On February 24, the organization issued a public statement, noting that “if FATF determines that Iran has not demonstrated sufficient progress in implementing the action plan at the end of that period, FATF’s counter-measures will be reimposed”.
However, “if Iran meets its commitments under the action plan in this period, FATF will consider next steps”.
Responding to allegations that Iran may be placed on the blacklist of uncooperative states, Seif said, “We never announced that the country has been permanently removed from the list, rather we have managed to have countermeasures against Iran suspended, which was an important step.”
The CBI governor reiterated that regulations and standards required to become an FATF member do not call for sharing sensitive information or appeasing the organization, but “are actions that ensure we will prevent money laundering within the banking system and not serve terrorists”.

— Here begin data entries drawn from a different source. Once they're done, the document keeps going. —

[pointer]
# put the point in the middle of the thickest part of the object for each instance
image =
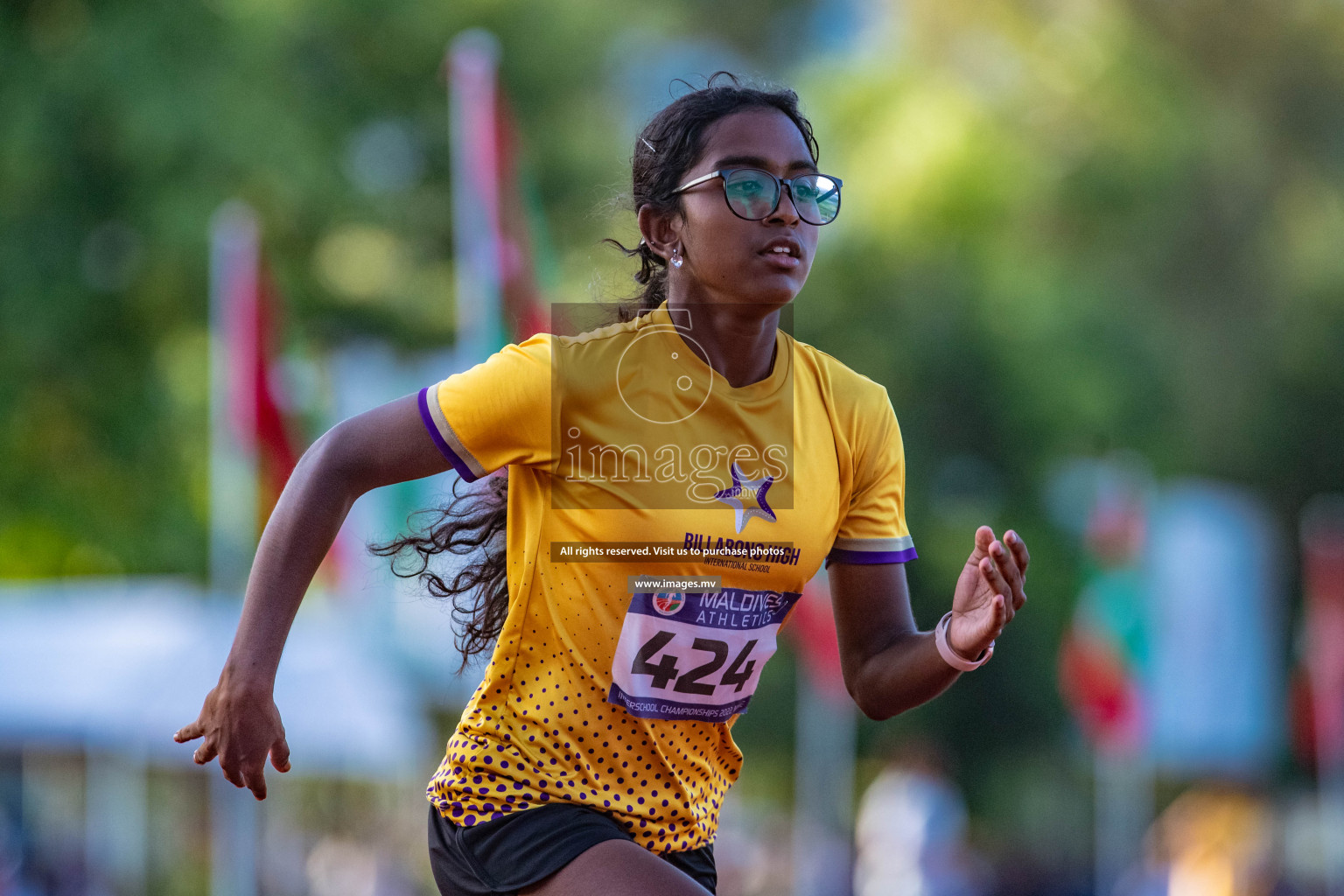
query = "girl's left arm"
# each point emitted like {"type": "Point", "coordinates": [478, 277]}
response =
{"type": "Point", "coordinates": [889, 664]}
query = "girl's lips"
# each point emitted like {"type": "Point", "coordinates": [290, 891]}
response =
{"type": "Point", "coordinates": [782, 261]}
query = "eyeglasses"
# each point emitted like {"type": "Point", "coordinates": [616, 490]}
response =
{"type": "Point", "coordinates": [752, 193]}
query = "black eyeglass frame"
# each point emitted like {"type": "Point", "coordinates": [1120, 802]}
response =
{"type": "Point", "coordinates": [780, 185]}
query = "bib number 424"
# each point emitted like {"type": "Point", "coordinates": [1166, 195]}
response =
{"type": "Point", "coordinates": [692, 680]}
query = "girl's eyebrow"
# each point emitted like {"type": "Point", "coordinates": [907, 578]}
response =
{"type": "Point", "coordinates": [759, 161]}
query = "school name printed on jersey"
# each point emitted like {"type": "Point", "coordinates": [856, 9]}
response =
{"type": "Point", "coordinates": [757, 551]}
{"type": "Point", "coordinates": [695, 655]}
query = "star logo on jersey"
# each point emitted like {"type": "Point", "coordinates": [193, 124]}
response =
{"type": "Point", "coordinates": [746, 497]}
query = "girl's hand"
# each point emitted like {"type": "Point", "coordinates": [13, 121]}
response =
{"type": "Point", "coordinates": [990, 592]}
{"type": "Point", "coordinates": [241, 725]}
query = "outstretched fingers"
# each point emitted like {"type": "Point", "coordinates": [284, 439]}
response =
{"type": "Point", "coordinates": [999, 584]}
{"type": "Point", "coordinates": [190, 732]}
{"type": "Point", "coordinates": [280, 754]}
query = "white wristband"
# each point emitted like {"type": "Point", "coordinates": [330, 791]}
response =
{"type": "Point", "coordinates": [952, 657]}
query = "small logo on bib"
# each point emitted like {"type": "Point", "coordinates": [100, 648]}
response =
{"type": "Point", "coordinates": [668, 602]}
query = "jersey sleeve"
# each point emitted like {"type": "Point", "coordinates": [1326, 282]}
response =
{"type": "Point", "coordinates": [495, 414]}
{"type": "Point", "coordinates": [874, 526]}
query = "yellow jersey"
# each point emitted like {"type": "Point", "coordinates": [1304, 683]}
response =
{"type": "Point", "coordinates": [662, 526]}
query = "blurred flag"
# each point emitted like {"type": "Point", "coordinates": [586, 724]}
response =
{"type": "Point", "coordinates": [1319, 693]}
{"type": "Point", "coordinates": [253, 448]}
{"type": "Point", "coordinates": [1105, 649]}
{"type": "Point", "coordinates": [495, 228]}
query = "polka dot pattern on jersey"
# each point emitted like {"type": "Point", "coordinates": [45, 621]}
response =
{"type": "Point", "coordinates": [539, 730]}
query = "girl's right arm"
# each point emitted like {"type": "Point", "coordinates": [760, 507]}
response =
{"type": "Point", "coordinates": [240, 722]}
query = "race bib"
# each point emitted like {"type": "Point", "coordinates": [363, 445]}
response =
{"type": "Point", "coordinates": [695, 655]}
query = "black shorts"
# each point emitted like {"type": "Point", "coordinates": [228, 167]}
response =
{"type": "Point", "coordinates": [504, 855]}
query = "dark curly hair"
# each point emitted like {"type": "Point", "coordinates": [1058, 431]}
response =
{"type": "Point", "coordinates": [474, 520]}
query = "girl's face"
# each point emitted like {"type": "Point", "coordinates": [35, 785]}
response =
{"type": "Point", "coordinates": [730, 260]}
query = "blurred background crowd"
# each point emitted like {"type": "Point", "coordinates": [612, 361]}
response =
{"type": "Point", "coordinates": [1095, 250]}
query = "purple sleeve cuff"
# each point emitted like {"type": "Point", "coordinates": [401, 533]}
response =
{"type": "Point", "coordinates": [840, 555]}
{"type": "Point", "coordinates": [466, 472]}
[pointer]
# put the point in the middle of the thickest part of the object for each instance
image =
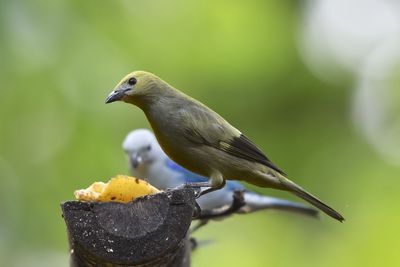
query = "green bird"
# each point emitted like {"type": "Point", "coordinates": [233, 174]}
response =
{"type": "Point", "coordinates": [203, 142]}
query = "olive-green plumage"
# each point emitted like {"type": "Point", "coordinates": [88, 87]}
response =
{"type": "Point", "coordinates": [202, 141]}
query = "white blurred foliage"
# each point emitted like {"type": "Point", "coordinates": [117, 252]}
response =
{"type": "Point", "coordinates": [337, 36]}
{"type": "Point", "coordinates": [377, 100]}
{"type": "Point", "coordinates": [360, 39]}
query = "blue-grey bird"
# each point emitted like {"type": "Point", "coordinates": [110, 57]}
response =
{"type": "Point", "coordinates": [203, 142]}
{"type": "Point", "coordinates": [148, 161]}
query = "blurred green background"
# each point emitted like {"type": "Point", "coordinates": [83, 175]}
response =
{"type": "Point", "coordinates": [60, 59]}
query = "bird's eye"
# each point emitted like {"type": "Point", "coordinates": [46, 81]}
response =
{"type": "Point", "coordinates": [132, 81]}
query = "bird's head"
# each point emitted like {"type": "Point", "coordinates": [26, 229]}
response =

Conforming to these standards and installing the necessary software not only work to make the country immune against “banking corruption”, Seif said, but will also prepare the grounds for Iran’s FATF membership.
FATF’s latest public statement prompted a senior lawmaker to lambast the organization, saying it will be illogical and unacceptable for the organization to “threaten Iran”.
“The conditions of FATF action plan have been defined, but if they reckon for any reason that Iran is not cooperating and put the country on its blacklist again, it would be unacceptable,” Mohammad Reza Pour-Ebrahimi, who heads Majlis Economic Commission, said last week.
Pour-Ebrahimi added that if the organization continues to treat Iran in this manner, the parliament would likely decide to end the country’s cooperation with FATF.
Seif, however, saw it unlikely that things will get to that point and said with the AML/CFT measures approved in the parliament so far, “we believe we can complete our efforts by [May] and join the FATF”.
In March 2016, the Iranian Parliament adopted an Anti-Money Laundering/Combating the Financing of Terrorism law and declared its high-level political commitment to implement an action plan. Iranian authorities have requested an assessment by the International Monetary Fund on Iran’s compliance with the AML/CFT regime against the FATF standards, which will take place late 2018.
Since 2015-16, Iran has also became an observer in the Eurasian AML/CFT group following the adoption of a high-level action plan with FATF.